# How can Ohm's law be correct if superconductors have 0 resistivity?

Ohm's law is generally **NOT** correct, it's called a law for historical reasons *only*!! It's a law in the same sense in which Hooke's law is a law... it holds only for certain systems under certain conditions, but it's widely known because it's simple and linear!

It's not just superconductors, diodes are a neat everyday example of Ohm's law failing to hold. But it fails for every material under sufficiently extreme circumstances.

Check out this I-V graph for a diode.

Ohm's law works for ordinary conductors for a reason: the particles carrying the current (usually, but not always electrons) scatter incoherently and inelastically from features of the conductor. In the case of an electron current, at low temperature this scattering is caused by impurities in the conductor; at high temperatures, the dominant source of scattering is electron-phonon scattering (phonons are coherent vibrations of the conductors fundamental lattice). As long as those conditions pertain, you can expect Ohm's law to be a good approximation to the behavior of the current.

However, in a superconductor quantum mechanics rears its elegant head and generates a situation in which coherent effect dominate to a point where is effectively no inelastic scattering and as such no energy loss in the flow of current.

Nor are these the only possible situations, as Schlomo Steinbergerstein notes semiconductors exhibit a wide range of conduction behaviors.

The difference in macroscopic physics is down to a difference in microscopic physics.

This business where regimes dominated by coherent and incoherent interaction show very different behavior comes up a lot in various corners of physics and one could spend a long (and possibly enjoyable) time surveying those effects alone.

Looking at your question from the perspective of ideal circuit theory, an ideal resistor has the following I-V relationship:

$V_R = I_R R$

The voltage across the resistor is proportional to the current through the resistor with constant of proportionality equal to $R$.

In ideal circuit theory, an ideal conductor can be thought of as a "zero ohm resistor". Setting $R = 0$ in the above equation gives:

$V_{R_0}= 0$

In other words, for *any* value of current, the voltage across an ideal conductor is exactly $0V$.

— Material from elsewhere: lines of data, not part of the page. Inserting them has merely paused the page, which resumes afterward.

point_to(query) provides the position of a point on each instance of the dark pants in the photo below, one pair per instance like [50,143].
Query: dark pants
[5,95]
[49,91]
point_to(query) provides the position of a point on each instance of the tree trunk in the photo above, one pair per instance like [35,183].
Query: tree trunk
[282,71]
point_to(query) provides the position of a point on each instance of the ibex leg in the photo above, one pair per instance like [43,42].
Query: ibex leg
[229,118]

Of course, in the real world, there are no ideal resistors or conductors. However, Ohm's Law is still a good approximation for many materials over some limited operating range.

From Wiki:

The simplest method to measure the electrical resistance of a sample of some material is to place it in an electrical circuit in series with a current source I and measure the resulting voltage V across the sample. The resistance of the sample is given by Ohm's law as R = V / I.

If the voltage is zero, this means that the resistance is zero.